The relationship between estrogen and tumor cells is straightforward: if it has estrogen receptors, a tumor cell may receive signals from the hormone that boost its growth, according to the statement. This is why some estrogen receptor-positive breast cancers are treated with antiestrogen meds. But the Wistar team found that estrogen has a deeper relationship with the tumor microenvironment, namely the environment in which the tumor exists, including blood vessels, signaling molecules and immune cells.
"We know about estrogen's effects directly on tumor cells, but the tumor microenvironment plays a critical role in determining malignant progression as well as response to therapy," said Conejo-Garcia in the statement. "Both estrogen receptors are expressed on most immune cells, so we knew there had to be a larger role that estrogen played in cancer development."

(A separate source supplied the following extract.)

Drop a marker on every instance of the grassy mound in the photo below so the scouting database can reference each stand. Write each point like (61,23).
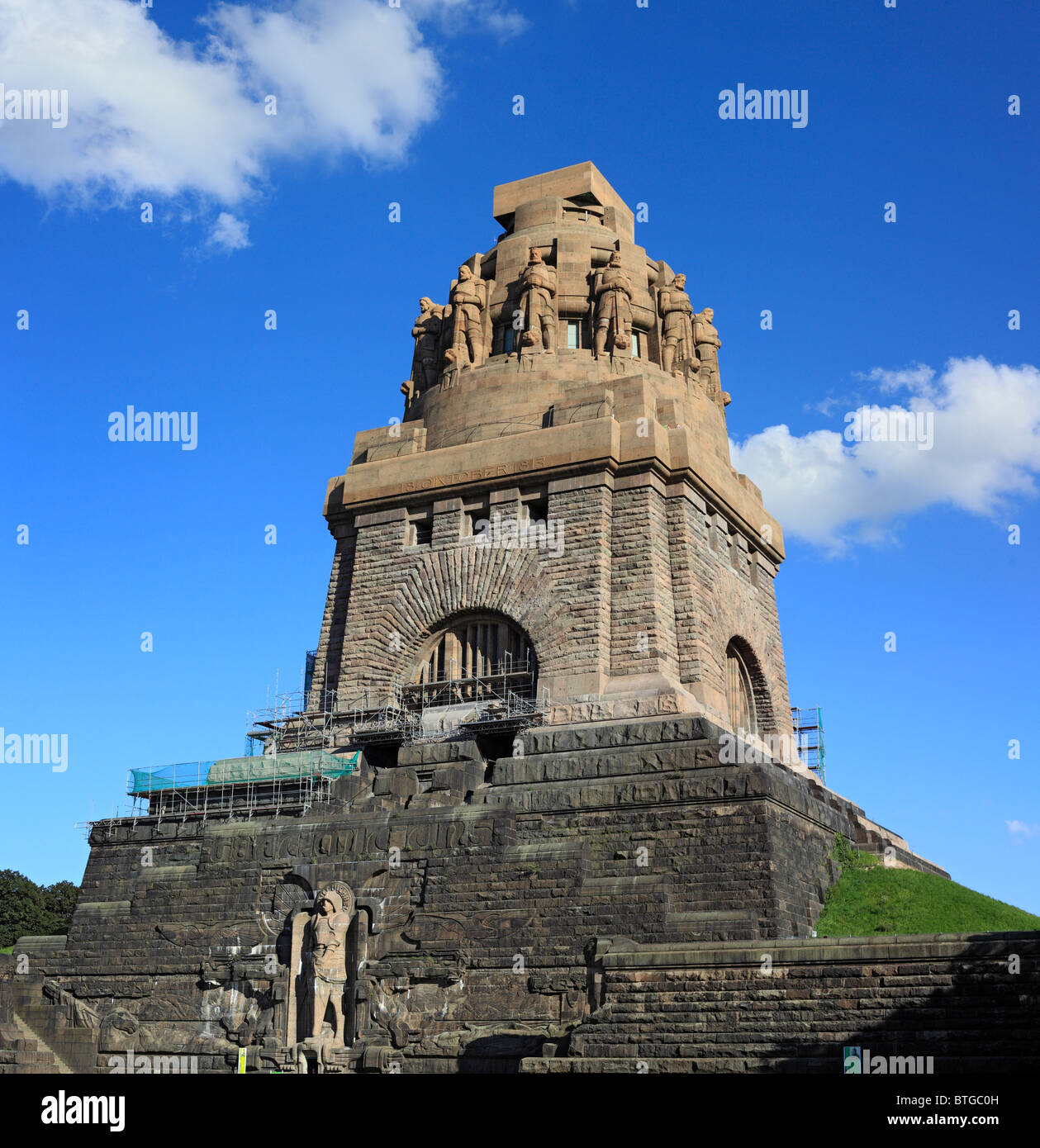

Conejo-Garcia’s team found that estrogen signaling has two effects on myeloid-derived suppressor cells (MDSCs), which are a type of immune cell linked with treatment resistance in tumors, according to the statement. Estrogen promotes the mobilization of these cells, causing them to accumulate, and it also spurs the immunosuppressive action of certain MDSCs. In the study, the researchers found that giving estrogen to mice with normal immune responses upped the growth of estrogen-insensitive tumors. They also found that removing the ovaries--and thus estrogen production--from mice boosted the antitumor immune response and blocked malignant progression.
Since men and postmenopausal women produce estrogen as well as premenopausal women, the potential applications of an immunotherapeutic-antiestrogen-drug combo would be far-ranging. Wistar’s business development team is on the hunt for a licensing partner to help develop antiestrogen therapeutics for various cancers that are not traditionally associated with this kind of therapy.